Han, aku mau jelasin ini semua sama kamu. Aku harap kamu mau bertemu denganku sore nanti.

Pesan yang dikirim Raka hanya dibaca oleh Hani, ia bingung harus bagaimana. Ia juga ingin mendengarkan penjelasan dari Raka, tetapi hatinya sudah terlanjur kecewa karenanya.

***

Bel istirahat berdering sangat kencang. Seperti biasa Tika menunggu Raka menemuinya, tetapi Raka tidak menemui Tika. Ia hanya duduk menyendiri di dalam kelasnya. Akhirnya Tika yang menemui Raka di kelasnya. Raka tertunduk lesu di pojok kelasnya.

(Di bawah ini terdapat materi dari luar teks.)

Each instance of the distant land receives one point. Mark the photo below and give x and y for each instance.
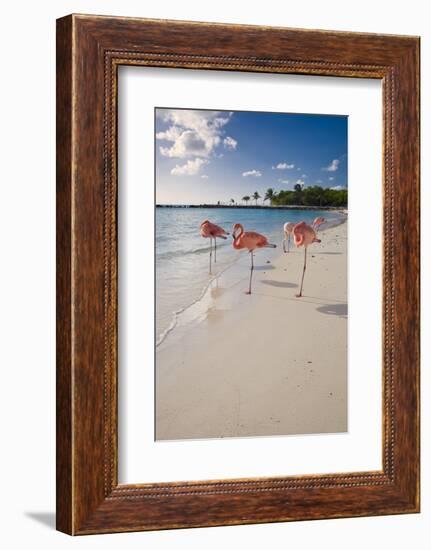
(255, 206)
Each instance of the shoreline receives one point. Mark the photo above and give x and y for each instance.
(202, 395)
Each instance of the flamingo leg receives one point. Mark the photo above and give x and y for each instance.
(211, 252)
(251, 272)
(303, 272)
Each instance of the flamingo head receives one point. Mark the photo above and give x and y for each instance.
(237, 230)
(304, 234)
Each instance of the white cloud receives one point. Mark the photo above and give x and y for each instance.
(255, 173)
(190, 168)
(230, 143)
(283, 166)
(333, 167)
(192, 132)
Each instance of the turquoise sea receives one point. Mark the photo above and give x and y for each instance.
(182, 255)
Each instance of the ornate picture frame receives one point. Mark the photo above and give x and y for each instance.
(89, 51)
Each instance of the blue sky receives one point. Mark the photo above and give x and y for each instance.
(210, 156)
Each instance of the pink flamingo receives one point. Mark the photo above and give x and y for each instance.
(304, 235)
(212, 231)
(318, 221)
(288, 230)
(250, 240)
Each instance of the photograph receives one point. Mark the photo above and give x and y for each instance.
(251, 255)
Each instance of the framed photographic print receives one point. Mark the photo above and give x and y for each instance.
(237, 274)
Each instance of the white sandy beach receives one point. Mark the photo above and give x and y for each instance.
(265, 364)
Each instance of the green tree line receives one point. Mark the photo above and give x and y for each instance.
(308, 196)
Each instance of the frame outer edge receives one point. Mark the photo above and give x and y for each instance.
(64, 366)
(81, 507)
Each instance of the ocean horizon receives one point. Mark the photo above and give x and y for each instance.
(182, 255)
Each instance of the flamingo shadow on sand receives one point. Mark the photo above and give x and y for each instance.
(266, 267)
(340, 310)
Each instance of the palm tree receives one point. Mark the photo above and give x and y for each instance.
(256, 196)
(269, 195)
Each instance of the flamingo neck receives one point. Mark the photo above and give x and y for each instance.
(236, 234)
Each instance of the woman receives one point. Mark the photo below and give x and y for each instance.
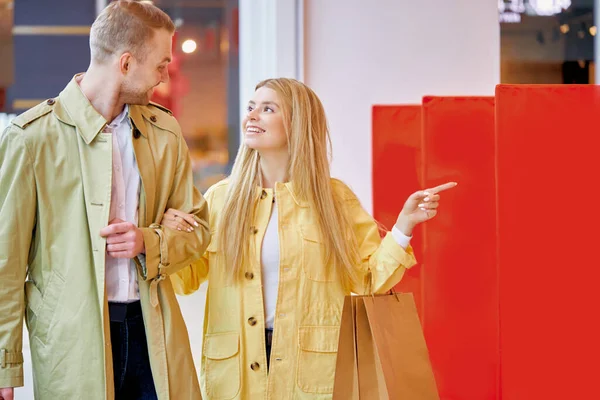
(288, 243)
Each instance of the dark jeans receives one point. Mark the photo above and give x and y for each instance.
(131, 365)
(269, 340)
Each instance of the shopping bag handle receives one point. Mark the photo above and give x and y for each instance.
(369, 279)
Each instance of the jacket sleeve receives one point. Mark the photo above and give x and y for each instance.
(17, 213)
(384, 260)
(169, 250)
(188, 279)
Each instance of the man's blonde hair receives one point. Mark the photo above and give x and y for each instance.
(126, 26)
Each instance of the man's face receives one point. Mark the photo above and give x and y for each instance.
(143, 77)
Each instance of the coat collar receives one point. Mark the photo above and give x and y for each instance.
(73, 108)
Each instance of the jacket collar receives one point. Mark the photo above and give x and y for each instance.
(74, 109)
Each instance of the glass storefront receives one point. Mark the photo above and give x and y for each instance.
(547, 41)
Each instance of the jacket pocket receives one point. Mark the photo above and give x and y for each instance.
(317, 358)
(42, 306)
(314, 259)
(222, 365)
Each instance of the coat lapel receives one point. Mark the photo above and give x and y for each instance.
(95, 155)
(146, 166)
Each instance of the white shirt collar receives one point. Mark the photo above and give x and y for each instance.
(119, 119)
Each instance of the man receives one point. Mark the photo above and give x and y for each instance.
(84, 180)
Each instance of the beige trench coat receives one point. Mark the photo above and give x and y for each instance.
(55, 191)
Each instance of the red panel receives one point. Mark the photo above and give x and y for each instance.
(460, 274)
(396, 174)
(548, 159)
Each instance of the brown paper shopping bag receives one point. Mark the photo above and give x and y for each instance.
(382, 353)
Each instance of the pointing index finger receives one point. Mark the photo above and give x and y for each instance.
(441, 188)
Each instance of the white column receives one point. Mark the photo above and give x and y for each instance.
(597, 42)
(271, 39)
(100, 5)
(361, 53)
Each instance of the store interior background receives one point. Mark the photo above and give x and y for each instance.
(354, 53)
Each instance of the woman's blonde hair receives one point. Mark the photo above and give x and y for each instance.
(126, 25)
(308, 170)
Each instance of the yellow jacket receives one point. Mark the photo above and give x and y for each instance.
(309, 304)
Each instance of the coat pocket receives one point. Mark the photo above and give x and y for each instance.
(222, 365)
(317, 358)
(314, 257)
(42, 305)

“Ka, kamu kenapa? Pesanku juga kenapa cuma dibaca?” sambil menatap mata Raka

“Mulai sekarang, tolong jauhi aku ya Tik. Aku gamau ada salah paham di antara kita.” Sambil berdiri dari tempat duduknya. Tetapi Tika menahan Raka supaya tidak pergi.

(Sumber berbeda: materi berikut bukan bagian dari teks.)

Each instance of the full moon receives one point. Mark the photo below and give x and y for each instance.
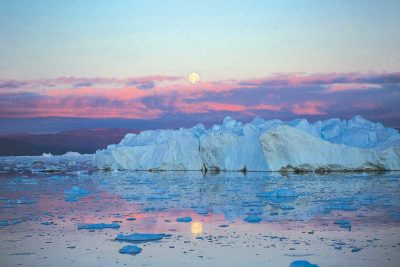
(194, 77)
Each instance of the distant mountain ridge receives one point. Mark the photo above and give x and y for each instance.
(85, 141)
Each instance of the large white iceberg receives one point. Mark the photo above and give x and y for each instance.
(274, 145)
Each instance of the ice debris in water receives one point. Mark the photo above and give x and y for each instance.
(343, 223)
(139, 237)
(302, 263)
(184, 219)
(94, 226)
(280, 195)
(356, 249)
(130, 249)
(75, 193)
(333, 144)
(252, 219)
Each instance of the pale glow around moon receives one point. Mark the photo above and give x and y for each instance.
(197, 228)
(194, 77)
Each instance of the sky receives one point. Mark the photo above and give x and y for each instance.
(130, 59)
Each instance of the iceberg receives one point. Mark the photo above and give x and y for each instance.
(288, 148)
(274, 145)
(130, 249)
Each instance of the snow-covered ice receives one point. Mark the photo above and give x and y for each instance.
(333, 144)
(96, 226)
(130, 249)
(139, 237)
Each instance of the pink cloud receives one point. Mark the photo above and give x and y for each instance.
(309, 108)
(337, 87)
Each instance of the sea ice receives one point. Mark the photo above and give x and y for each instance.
(252, 219)
(139, 237)
(302, 263)
(93, 226)
(356, 144)
(130, 249)
(184, 219)
(74, 194)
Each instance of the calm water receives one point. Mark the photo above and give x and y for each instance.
(332, 220)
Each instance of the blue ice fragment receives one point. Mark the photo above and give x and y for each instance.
(302, 263)
(130, 249)
(74, 194)
(356, 249)
(280, 195)
(343, 223)
(4, 223)
(94, 226)
(184, 219)
(252, 219)
(139, 237)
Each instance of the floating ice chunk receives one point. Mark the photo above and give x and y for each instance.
(184, 219)
(95, 226)
(259, 146)
(252, 219)
(343, 223)
(280, 195)
(75, 193)
(287, 148)
(139, 237)
(280, 192)
(130, 249)
(302, 263)
(356, 249)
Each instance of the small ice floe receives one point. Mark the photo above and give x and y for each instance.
(11, 222)
(96, 226)
(47, 155)
(252, 219)
(21, 201)
(50, 169)
(302, 263)
(74, 194)
(355, 249)
(71, 154)
(47, 223)
(280, 195)
(139, 237)
(130, 249)
(343, 224)
(184, 219)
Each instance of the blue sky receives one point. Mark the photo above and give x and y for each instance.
(218, 39)
(130, 59)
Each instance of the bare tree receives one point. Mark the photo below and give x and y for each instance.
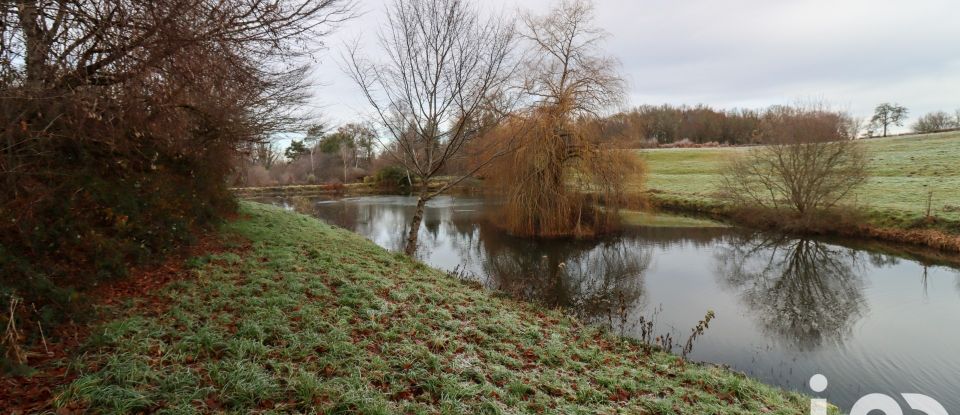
(806, 166)
(445, 64)
(887, 114)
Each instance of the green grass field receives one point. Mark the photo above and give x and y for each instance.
(903, 172)
(314, 319)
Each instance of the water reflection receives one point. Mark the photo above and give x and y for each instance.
(786, 308)
(804, 291)
(602, 282)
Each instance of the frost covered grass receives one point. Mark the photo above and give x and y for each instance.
(313, 319)
(906, 174)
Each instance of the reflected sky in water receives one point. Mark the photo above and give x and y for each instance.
(786, 308)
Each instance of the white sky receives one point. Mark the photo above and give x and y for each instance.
(853, 54)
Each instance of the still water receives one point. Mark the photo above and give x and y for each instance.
(786, 309)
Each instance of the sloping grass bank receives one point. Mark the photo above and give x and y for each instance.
(316, 319)
(909, 175)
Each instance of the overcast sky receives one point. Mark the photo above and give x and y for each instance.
(852, 54)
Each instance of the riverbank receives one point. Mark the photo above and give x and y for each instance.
(911, 196)
(307, 317)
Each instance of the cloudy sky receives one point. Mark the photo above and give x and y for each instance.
(852, 54)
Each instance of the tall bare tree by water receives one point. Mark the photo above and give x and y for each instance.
(806, 166)
(561, 171)
(445, 65)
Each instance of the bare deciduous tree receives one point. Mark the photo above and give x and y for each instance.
(935, 121)
(806, 167)
(445, 64)
(887, 115)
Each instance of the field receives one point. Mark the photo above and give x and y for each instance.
(304, 317)
(903, 173)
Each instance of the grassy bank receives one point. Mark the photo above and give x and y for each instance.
(904, 173)
(309, 318)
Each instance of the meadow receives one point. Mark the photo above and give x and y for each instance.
(905, 173)
(299, 316)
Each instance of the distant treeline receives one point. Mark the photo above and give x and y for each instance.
(650, 126)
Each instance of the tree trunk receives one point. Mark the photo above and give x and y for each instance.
(36, 44)
(411, 247)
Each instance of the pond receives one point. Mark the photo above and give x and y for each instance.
(786, 308)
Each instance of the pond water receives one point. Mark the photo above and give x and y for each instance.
(786, 309)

“Kamu kenapa Ka? Sore ini aku mau minta tolong temani aku cari buku.”

“Tik, aku sudah memiliki wanita jauh sebelum aku mengenalmu. Kamu juga selalu aku ceritakan tentang dia. Sejak awal aku mengenalmu, aku hanya berniat untuk menjadi temanmu. Tapi hatiku sedang dibolak-balikan, aku juga nyaman denganmu, aku senang bisa berteman baik sama kamu, tapi…”

Belum sempat melanjutkan kata-katanya, Tika langsung memotong pembicaraan Raka.

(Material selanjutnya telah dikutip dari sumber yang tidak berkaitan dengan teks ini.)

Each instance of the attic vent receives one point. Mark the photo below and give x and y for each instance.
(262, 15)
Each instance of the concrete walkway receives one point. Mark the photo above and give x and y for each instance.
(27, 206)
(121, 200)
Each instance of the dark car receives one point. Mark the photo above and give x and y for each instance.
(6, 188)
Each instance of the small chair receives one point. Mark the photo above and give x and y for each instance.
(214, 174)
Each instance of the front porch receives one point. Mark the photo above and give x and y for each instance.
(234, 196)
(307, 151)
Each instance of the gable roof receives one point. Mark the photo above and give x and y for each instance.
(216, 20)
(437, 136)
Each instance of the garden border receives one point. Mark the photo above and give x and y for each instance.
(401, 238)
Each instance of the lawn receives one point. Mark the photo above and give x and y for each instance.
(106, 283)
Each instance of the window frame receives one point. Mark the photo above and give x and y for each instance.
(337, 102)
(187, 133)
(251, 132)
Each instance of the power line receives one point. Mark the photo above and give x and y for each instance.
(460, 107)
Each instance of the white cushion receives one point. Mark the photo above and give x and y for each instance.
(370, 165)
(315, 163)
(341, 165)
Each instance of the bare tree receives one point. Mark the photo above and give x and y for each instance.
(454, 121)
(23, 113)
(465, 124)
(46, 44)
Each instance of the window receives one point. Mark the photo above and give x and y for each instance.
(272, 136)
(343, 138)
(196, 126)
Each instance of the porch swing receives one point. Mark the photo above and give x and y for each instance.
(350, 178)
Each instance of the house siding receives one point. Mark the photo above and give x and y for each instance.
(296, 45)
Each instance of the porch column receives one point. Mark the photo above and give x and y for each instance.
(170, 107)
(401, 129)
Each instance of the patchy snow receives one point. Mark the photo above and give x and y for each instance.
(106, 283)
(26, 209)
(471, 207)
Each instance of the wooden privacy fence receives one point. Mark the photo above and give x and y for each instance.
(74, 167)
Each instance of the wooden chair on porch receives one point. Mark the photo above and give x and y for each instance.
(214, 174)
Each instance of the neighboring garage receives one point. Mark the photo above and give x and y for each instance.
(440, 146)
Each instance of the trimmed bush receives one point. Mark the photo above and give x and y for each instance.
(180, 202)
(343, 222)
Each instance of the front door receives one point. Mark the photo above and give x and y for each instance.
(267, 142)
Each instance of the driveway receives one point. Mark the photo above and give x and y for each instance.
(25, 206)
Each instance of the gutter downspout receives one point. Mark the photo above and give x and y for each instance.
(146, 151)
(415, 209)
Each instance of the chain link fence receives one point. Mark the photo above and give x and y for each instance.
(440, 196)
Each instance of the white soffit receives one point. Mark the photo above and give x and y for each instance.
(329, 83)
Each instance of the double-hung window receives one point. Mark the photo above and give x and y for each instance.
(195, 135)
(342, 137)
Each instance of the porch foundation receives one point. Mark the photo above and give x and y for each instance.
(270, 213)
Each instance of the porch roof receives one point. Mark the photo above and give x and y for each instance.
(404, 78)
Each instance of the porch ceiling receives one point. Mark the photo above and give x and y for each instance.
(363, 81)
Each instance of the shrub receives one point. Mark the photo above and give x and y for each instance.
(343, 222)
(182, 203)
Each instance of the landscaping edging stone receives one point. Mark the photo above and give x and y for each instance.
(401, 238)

“Ka, aku tau. Tapi aku juga punya perasaan seperti dia, aku sudah terlanjur nyaman sama kamu. Aku bahagia karena kamu juga memiliki perasaan yang sama denganku. Ka….”

“Tik, aku nggak mau ngecewain dia. Kamu baik sama aku, dia juga baik sama aku. Aku tau aku salah, dengan perasaanku yang seperti ini sama kamu, aku juga memikirkan perasaan Hani. Kemarin Leya melihat kita sedang makan berdua di kantin,  ia memberitahu pada Hani.”

“Kamu serius Ka? Kok bisa Leya gitu si. Ka, kenapa kamu nggak putusin pacar kamu itu? Aku nyaman denganmu, kamu pun nyaman denganku.”

Belum sempat selesai berbicara, bel masuk kelas berdering dengan keras. Siswa-siswi berhamburan masuk ke kelas masing-masing. Tika pun langsung pamit pergi meninggalkan kelas Raka. Raka sangat menyesal karena membuat kecewa kekasihnya sendiri. Ia pun tak bisa berbohong dengan perasaannya pada Tika, tapi ia tetap menahan, menjaga diri, dan harus memperbaiki kembali hubungannya.

***

Sore setelah pulang sekolah, Raka menuju rumah Hani. Sebenarnya ia takut jika Hani tidak mau menerima kedatangannya. Ia mau memperbaiki hubungannya kembali bersama Hani.

“Assalamualaikum,” mengetok pintu.

“Waalaikumussalam,” Hani membuka pintu dan terkejut hingga menutup pintunya lagi.

“Han, tunggu dulu.” Menahan pintu

Akhirnya Raka bisa menahan pintu rumah Hani. Raka izin ingin menjelaskan semua yang terjadi pada dirinya. Hani menangis sejadi-jadinya.

“Han, beri waktu untuk aku menjelaskan semuanya ya.”

“Tapi setelah ini minta kamu pulang!” sambil menangis.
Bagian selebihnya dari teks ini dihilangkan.